Sunday, January 15, 2012

Misplaced Guilt

Just recently, I found myself in the hospital. Nothing major just needed antibiotics administered by IV, or so I thought. But that's another story.  New Year's Eve in the hospital wasn't bad. I had friends and family visit earlier in the evening, and I was feeling pretty good.  Didn't take me long to get bored watching the ball drop in Times Square before I drifted off to sleep. 

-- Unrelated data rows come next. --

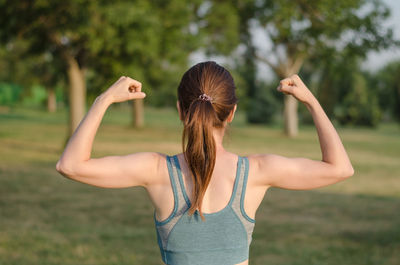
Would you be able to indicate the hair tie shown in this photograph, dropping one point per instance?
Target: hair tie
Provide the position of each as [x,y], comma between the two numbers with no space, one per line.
[205,97]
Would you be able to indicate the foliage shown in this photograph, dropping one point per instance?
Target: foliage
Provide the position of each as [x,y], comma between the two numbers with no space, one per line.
[387,81]
[359,106]
[264,105]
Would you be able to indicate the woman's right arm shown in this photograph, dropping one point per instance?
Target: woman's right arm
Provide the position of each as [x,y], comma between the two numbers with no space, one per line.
[302,173]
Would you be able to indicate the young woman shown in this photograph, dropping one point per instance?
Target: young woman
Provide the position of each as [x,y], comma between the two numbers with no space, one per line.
[205,198]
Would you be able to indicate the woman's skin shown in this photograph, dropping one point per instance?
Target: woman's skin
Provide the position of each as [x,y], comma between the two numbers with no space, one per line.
[149,169]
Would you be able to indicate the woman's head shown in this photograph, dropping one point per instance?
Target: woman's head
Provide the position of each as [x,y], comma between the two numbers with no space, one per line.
[201,115]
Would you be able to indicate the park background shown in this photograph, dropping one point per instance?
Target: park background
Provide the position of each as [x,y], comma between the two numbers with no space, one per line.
[56,57]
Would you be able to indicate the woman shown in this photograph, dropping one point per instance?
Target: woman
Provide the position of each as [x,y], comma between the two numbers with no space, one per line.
[205,198]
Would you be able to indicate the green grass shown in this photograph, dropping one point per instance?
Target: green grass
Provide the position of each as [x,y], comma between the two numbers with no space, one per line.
[48,219]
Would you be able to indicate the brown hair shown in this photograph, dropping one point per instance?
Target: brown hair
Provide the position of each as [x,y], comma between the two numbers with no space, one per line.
[200,115]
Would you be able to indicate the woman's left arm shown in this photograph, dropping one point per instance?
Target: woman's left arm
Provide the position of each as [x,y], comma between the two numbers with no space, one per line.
[137,169]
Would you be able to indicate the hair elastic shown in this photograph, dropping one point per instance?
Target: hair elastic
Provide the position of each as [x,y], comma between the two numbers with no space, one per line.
[205,97]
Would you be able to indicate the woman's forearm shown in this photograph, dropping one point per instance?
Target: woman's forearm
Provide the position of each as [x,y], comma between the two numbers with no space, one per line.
[333,151]
[80,144]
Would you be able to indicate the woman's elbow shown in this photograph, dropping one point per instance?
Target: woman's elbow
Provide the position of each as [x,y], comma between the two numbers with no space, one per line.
[63,169]
[347,172]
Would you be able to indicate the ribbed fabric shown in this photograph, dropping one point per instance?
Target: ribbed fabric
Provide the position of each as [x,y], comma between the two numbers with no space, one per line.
[222,239]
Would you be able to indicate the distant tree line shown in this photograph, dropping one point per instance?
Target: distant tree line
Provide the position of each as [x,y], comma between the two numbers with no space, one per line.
[81,46]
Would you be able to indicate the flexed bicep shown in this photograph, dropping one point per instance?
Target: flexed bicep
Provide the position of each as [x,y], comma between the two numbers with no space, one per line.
[296,173]
[139,169]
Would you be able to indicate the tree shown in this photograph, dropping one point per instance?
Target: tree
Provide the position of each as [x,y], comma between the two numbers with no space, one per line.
[387,82]
[299,30]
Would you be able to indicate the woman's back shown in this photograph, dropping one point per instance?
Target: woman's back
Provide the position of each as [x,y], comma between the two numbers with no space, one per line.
[225,235]
[202,182]
[218,192]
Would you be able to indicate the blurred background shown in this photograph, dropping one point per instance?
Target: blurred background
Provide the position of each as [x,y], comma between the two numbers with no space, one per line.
[56,57]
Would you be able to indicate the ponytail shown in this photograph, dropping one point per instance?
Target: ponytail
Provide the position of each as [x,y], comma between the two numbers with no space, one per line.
[200,115]
[198,146]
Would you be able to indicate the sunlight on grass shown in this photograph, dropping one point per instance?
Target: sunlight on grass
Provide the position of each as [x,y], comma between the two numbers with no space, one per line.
[47,219]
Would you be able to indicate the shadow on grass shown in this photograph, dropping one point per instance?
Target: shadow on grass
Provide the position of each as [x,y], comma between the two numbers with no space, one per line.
[53,220]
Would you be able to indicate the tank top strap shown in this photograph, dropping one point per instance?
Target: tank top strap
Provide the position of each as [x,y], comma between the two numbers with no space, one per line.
[240,192]
[177,180]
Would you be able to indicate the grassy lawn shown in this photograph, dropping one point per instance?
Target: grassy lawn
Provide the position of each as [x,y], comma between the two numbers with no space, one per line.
[48,219]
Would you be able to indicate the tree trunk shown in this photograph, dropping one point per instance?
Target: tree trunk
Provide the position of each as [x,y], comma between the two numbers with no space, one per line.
[77,94]
[51,100]
[137,113]
[290,103]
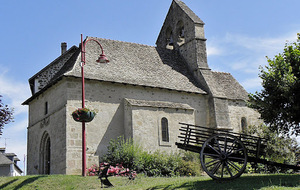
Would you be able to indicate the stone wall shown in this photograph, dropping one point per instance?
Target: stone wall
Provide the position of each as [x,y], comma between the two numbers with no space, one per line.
[53,123]
[238,110]
[109,100]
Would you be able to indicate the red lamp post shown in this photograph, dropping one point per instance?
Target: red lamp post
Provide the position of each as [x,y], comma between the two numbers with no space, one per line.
[102,59]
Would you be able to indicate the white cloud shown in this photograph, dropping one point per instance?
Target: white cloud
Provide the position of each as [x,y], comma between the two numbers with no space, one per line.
[14,92]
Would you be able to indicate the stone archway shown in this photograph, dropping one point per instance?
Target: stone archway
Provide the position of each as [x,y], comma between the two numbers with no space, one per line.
[45,154]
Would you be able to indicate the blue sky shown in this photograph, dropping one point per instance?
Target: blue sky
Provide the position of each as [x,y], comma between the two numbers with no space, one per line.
[239,36]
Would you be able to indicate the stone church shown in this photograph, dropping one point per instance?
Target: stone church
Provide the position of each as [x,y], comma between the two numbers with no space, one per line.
[142,93]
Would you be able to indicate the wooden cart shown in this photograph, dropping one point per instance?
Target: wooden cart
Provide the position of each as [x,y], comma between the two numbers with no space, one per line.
[224,154]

About 3:30 a.m., I awoke to my IV stinging. I looked at my arm and saw that it had begun to bleed with saline flowing down my arm.  Sounds worse than it felt.  So, I rang my nurse call button and politely explained my dilemma. She said she would tell my nurse. Well another 20 mins. went by and still my nurse is a no show. I thought, I'll  give it another go.  I pushed the nurse call button again.  Same nurse answered and said she will send my nurse.  O.K., I thought, this could go on all night.   Another 30 mins. lapsed  and still my nurse is  missing in action.  I have grown increasingly passive in my old age and almost felt as if I was being an imposition by ringing.  I liken it to blowing the horn in the car which I rarely do unless it is an extreme situation affecting life and limb.   But, the situation at hand is getting a little ridiculous.  So, I throw on my robe and with IV pole in tow,  I head down the hall to the nurses' station; a bold move for me. Imagine that, there sits my nurse chatting with the other staff.  I have to admit, that did get my blood pressure up a bit. She took one look at my IV and proclaims "well that one blew, I guess it's a full moon"; disconnects me in disgust and sends me back to my room saying she would be down to start another. I felt like a scolded puppy sent off with my tail between my legs like I had done something wrong; misplaced guilt, perhaps?

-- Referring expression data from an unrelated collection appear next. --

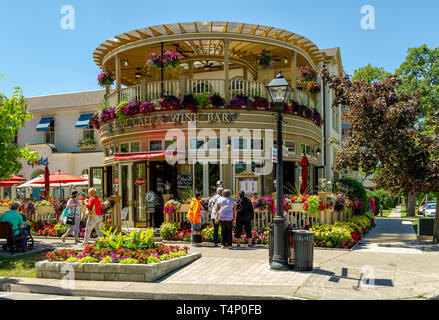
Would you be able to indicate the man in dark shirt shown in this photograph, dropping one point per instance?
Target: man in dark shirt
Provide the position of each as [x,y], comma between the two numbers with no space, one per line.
[245,216]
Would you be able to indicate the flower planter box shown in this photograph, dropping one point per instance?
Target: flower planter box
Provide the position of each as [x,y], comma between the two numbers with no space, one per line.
[297,207]
[89,147]
[112,271]
[44,209]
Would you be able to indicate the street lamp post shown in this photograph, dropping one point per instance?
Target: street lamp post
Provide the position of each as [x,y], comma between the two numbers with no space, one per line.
[279,91]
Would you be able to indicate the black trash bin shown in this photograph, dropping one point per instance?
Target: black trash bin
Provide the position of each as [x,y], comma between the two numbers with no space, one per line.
[303,250]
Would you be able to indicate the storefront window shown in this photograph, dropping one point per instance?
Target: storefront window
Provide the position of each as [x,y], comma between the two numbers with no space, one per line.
[135,147]
[124,147]
[257,144]
[169,143]
[155,145]
[198,177]
[214,143]
[196,144]
[214,177]
[140,191]
[240,144]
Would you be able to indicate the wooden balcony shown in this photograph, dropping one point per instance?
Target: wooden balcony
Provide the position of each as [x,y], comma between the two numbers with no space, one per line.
[180,88]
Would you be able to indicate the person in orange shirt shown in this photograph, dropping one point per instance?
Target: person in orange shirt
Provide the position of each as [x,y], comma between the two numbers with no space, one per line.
[94,216]
[194,217]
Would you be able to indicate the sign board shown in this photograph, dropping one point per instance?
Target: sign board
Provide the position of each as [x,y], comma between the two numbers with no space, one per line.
[184,181]
[140,181]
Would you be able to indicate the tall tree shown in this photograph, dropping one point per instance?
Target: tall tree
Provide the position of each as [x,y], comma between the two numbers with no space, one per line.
[13,115]
[383,138]
[419,74]
[370,74]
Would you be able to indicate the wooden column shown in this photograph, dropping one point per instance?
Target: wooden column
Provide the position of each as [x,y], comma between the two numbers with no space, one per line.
[226,71]
[245,73]
[118,77]
[294,72]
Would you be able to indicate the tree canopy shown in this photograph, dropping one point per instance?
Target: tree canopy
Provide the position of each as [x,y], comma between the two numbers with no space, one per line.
[370,74]
[13,115]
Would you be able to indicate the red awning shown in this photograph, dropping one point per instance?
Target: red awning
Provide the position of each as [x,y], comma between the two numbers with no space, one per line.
[138,156]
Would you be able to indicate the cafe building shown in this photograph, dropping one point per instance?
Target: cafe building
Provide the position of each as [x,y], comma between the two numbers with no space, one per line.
[167,146]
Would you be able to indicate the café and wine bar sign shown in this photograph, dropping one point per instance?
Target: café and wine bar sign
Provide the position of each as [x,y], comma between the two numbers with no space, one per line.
[177,118]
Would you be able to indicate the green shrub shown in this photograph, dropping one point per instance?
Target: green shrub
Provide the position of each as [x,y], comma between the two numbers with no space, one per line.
[61,229]
[128,261]
[72,259]
[152,259]
[207,233]
[168,230]
[107,259]
[88,260]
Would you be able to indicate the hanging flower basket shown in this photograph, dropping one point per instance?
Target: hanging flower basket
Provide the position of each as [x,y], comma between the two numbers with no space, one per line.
[105,79]
[265,59]
[170,59]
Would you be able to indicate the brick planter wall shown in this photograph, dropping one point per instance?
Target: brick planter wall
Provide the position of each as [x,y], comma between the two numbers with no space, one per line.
[112,271]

Now aware of my nurse's current demeanor, I wasn't particularly keen on the notion of  her attempting to search for a new vein. Obviously she is not happy with having to work on New Year's eve and for some reason, unbenownst to me, she's not too  pleased with me.  Nevertheless, I retreat to my room thinking she will be down in a few minutes to take out her pent-up aggression on me. As she walks past my door and spies me sitting on the side of the bed, she shouts loudly, "you might as well get back in the bed because it will be 6:00 am. before you get another IV started". What is it with this woman?  Did she jump out of bed this morning determined to be rude to everyone or am I just a lucky victim?   She finally comes into the room, with a scowl on her face.  I just  had to know;  "so may I ask why it will be so long before I get another IV started", I asked in a meek tone? She loudly snaps " because I don't have time".  Yep, I was in shock, and at a loss for words. Granted, I'm not in a life and death situation here, but  my thoughts turn to the poor patients that are and are unable to get out of the bed and trek to the nurses' station should they get in some type of distress.  That's a sad and terrifying thought. Now my blood is really beginning to boil.   If she had told me they had a staff shortage for that shift or that they had an emergency with another patient, I would have understood, but there is just no excuse for rudeness.
Six a.m. came and went,  then 6:30 a.m.; no nurse, no IV. Now keep in mind, this ordeal first began at 3:30 a.m.  I've had three long hours to stew.  All niceties are out the window.  It's daylight now, so I want to be presentable when I make my second sojourn  to the nurses' station. I puff my hair, put on a little lipstick  and, once again, begin my trek in my kitty cat p.j.'s with IV in tow. I was on a mission. This time there's an audience at the desk. I hit the jackpot, my nurse, the floor nursing supervisor for the night shift and the supervisor for the upcoming day shift; all present.  I boldly walk up and proclaim, "O.K,  I've been patient, but it has been three hours and I still have no IV."  You would have thought the queen had appeared.  I've never seen so much scurrying around.  I now have two RN  nursing supervisors offering their apologies, one visibly humbled night nurse not uttering a  peep and a new IV line. Was that so difficult?  For the sake of all mankind, if you wake up in the morning with a bad attitude and with the determination to be rude and unkind to others, please do us kind, compassionate human beings a favor and take a sick day.